Другим заданием, которое нам пришлось выполнить, был пересмотр сети научных журналов. Это задание исходило от Госиздата и Академического центра Наркомпроса. Нужно было обеспечить возможность для наших ученых печатать их научные работы. Напомню, что, начиная с 1917 года, эта возможность перестала существовать. Воскрешать автоматически все журналы, которые существовали до 1917 года, было бы бессмысленно и невозможно. Нужно было принять во внимание огромный сдвиг, новые вузы и научные учреждения, местные нужды, иными словами — ввести плановое начало. Вместе с тем нужно было опереться на наличные силы, на здоровые традиции. Задача была очень сложная, и данное нами решение далеко не было безошибочным, но оно оказалось жизненным и здоровым, и ныне существующая сеть научных журналов является здоровым развитием нашей [работы].

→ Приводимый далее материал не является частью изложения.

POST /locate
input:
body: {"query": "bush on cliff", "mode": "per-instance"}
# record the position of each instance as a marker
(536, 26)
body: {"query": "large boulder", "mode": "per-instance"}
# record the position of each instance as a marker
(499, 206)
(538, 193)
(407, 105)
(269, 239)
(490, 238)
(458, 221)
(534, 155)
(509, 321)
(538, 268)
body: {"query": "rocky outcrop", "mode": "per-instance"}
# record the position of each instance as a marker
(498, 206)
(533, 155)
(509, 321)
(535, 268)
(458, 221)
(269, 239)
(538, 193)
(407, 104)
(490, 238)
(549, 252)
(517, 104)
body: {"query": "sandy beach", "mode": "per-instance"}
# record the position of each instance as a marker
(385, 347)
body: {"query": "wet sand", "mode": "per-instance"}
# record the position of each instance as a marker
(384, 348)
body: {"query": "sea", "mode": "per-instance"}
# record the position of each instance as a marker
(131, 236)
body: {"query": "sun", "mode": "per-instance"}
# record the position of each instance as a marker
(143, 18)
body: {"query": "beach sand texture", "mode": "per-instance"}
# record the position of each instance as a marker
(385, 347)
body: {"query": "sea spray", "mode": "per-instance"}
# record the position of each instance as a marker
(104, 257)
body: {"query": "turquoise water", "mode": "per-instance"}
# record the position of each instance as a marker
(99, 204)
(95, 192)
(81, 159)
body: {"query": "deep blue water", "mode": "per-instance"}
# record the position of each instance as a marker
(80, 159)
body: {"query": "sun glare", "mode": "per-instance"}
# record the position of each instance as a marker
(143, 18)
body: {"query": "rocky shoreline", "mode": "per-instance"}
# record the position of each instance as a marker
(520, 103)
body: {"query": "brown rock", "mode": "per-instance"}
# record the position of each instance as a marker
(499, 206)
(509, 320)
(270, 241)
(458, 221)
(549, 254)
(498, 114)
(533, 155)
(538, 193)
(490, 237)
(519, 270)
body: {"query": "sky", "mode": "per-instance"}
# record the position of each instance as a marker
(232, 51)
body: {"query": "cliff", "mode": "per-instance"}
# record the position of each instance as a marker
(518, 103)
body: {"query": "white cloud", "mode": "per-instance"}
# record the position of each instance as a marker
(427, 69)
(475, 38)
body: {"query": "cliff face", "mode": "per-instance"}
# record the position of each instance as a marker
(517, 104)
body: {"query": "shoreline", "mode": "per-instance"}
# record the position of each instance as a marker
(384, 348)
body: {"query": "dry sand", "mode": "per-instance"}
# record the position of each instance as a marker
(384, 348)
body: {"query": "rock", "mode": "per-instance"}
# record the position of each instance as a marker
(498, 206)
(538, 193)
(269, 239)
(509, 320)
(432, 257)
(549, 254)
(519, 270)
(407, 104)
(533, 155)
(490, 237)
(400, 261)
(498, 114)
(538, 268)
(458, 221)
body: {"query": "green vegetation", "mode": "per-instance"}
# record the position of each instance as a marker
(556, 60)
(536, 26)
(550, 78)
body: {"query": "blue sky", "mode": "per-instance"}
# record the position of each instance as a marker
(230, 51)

И к этой же эпохе относится создание научно-исследовательских институтов при физико-математическом факультете московского университета. Мы разработали проект этой сети осенью 1921 года, и с начала 1922 года институты и их Ассоциация приступили к работе
[204]. В частности, Институт математики и механики, особенно мне дорогой и близкий, выполнил колоссальную работу, результаты которой видны теперь. Достаточно сказать, что академики Лаврентьев, Келдыш, Колмогоров, Петровский и очень много профессоров вузов являются питомцами этого института. Это будущее провидели мы тогда, в 1921 году, расхаживая по Москве по бесчисленным заседаниям, составляя докладные записки, настаивая, убеждая, наблюдая, чтобы сократительные операции не повредили нашим детищам.